2) Riferimento indiretto a un romanzo precedente di Agatha Christie, Poirot sul Nilo:
“Vede, signor Poirot, ho sentito parlare di lei da Cornelia Robson. Mio marito e io siamo stati a Badenhof nel maggio scorso. Naturalmente Cornelia ci ha raccontato ciò che accadde in Egitto quando fu uccisa Linnet Ridgeway.

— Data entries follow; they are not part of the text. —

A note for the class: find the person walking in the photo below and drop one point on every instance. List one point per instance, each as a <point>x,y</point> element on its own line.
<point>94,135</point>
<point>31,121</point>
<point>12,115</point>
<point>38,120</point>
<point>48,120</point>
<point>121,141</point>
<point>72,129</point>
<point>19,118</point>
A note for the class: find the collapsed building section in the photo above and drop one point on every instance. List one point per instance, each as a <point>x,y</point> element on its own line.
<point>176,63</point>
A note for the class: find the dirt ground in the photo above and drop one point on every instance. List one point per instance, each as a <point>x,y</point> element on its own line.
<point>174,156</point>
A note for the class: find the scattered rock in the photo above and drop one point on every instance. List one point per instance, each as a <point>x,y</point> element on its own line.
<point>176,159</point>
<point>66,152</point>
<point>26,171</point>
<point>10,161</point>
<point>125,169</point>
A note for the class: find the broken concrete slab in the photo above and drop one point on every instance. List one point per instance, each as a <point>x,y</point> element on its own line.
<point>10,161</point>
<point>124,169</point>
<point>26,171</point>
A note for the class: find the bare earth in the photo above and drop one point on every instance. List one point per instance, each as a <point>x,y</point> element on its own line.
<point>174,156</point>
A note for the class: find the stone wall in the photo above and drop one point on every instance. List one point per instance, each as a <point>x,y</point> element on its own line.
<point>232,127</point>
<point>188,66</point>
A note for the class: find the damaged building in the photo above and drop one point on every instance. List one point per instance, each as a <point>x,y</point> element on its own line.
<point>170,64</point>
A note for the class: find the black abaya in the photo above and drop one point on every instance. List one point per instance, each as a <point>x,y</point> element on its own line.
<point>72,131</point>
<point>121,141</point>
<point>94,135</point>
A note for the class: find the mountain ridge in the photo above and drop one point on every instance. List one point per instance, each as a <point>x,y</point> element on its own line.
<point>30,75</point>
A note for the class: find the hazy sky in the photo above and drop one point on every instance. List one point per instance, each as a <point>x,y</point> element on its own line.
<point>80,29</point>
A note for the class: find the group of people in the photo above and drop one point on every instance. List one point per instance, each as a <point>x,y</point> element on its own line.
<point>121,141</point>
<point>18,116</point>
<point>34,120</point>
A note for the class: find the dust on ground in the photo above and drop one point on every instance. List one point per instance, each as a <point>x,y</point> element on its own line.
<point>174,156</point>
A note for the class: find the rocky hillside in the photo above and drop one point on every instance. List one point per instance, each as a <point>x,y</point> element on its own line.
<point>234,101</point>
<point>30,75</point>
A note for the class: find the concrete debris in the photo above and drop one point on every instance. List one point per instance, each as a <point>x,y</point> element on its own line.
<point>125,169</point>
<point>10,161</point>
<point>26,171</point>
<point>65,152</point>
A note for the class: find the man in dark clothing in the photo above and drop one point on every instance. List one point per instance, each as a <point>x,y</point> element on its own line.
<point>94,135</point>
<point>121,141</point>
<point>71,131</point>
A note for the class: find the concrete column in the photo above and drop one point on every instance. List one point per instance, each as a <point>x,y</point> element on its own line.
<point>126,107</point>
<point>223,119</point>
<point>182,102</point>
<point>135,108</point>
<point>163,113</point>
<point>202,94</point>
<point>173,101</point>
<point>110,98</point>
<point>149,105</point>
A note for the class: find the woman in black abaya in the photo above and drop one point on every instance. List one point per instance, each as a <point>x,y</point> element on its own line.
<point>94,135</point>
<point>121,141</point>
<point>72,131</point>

Ci ha detto che lei è stato meraviglioso, e io avevo una gran voglia di conoscerla… non è vero, Odell?”.
(pag. 9, traduzione di Alberto Tedeschi, Mondadori, 1947)

 

3) Riferimento all’Ecclesiaste (IX, 3), da cui è tratto anche il titolo originale del romanzo Evil under the Sun:
«Mi interessa quello che ha detto un momento fa, signor Poirot, e cioè che il male si annida dovunque sotto il sole. Sembra una citazione dell’Ecclesiaste: “Anche il cuore dei figli degli uomini è pieno di male, e la pazzia è nei loro cuori mentre vivono”». Il suo viso si illuminò di una luce quasi fanatica. «Mi ha fatto piacere la sua frase. Al giorno d’oggi, nessuno crede più al male. Lo si considera, se mai, come una negazione del bene. Il male, dice la gente, è commesso da coloro che non sanno quello che fanno… da gente più da compiangere che da biasimare. Ma il male è reale, signor Poirot! È concreto! Io credo nel male come credo in Dio. Esiste. È potente, e si insinua dappertutto…»
(pag. 15, traduzione di Alberto Tedeschi, Mondadori, 1947)

 

4) Riferimento letterario al romanzo Le quattro piume (1902) di Alfred Edward Woodley Mason (1865-1948):
Linda Marshall si trovava nell’unico emporio di Leathercombe. Un lato del negozio era tutto occupato da scaffali per i libri che potevano essere presi a prestito pagando due pence. Il più recente di quei libri aveva dieci anni, ma alcuni avevano anche più di vent’anni.
Linda ne prese uno, poi un altro con aria dubbiosa. Concluse che non poteva leggere Le quattro piume e trasse dallo scaffale un volumetto rilegato in pelle marrone.
(pag. 39, traduzione di Alberto Tedeschi, Mondadori, 1947)

 

5) Riferimento letterario a diversi autori e testi amati da Agatha Christie. Da notare che il personaggio a cui appartengono i volumi è una ragazza di sedici anni che odia la matrigna:
Hercule Poirot si rialzò lentamente e si guardò attorno. C’era sul suo viso un’espressione del tutto nuova. Un’espressione grave e severa.
Alla sinistra del camino vide uno scaffale con alcuni libri: una Bibbia, una copia molto sciupata delle Commedie di Shakespeare, Il matrimonio di William Ashe della signora Humphry Ward, La giovane matrigna di Charlotte Yonge, L’assassinio nella cattedrale di Eliot, Santa Giovanna di Shaw, Via col vento di Margaret Mitchell e La fiamma e la morte di Dickson Carr.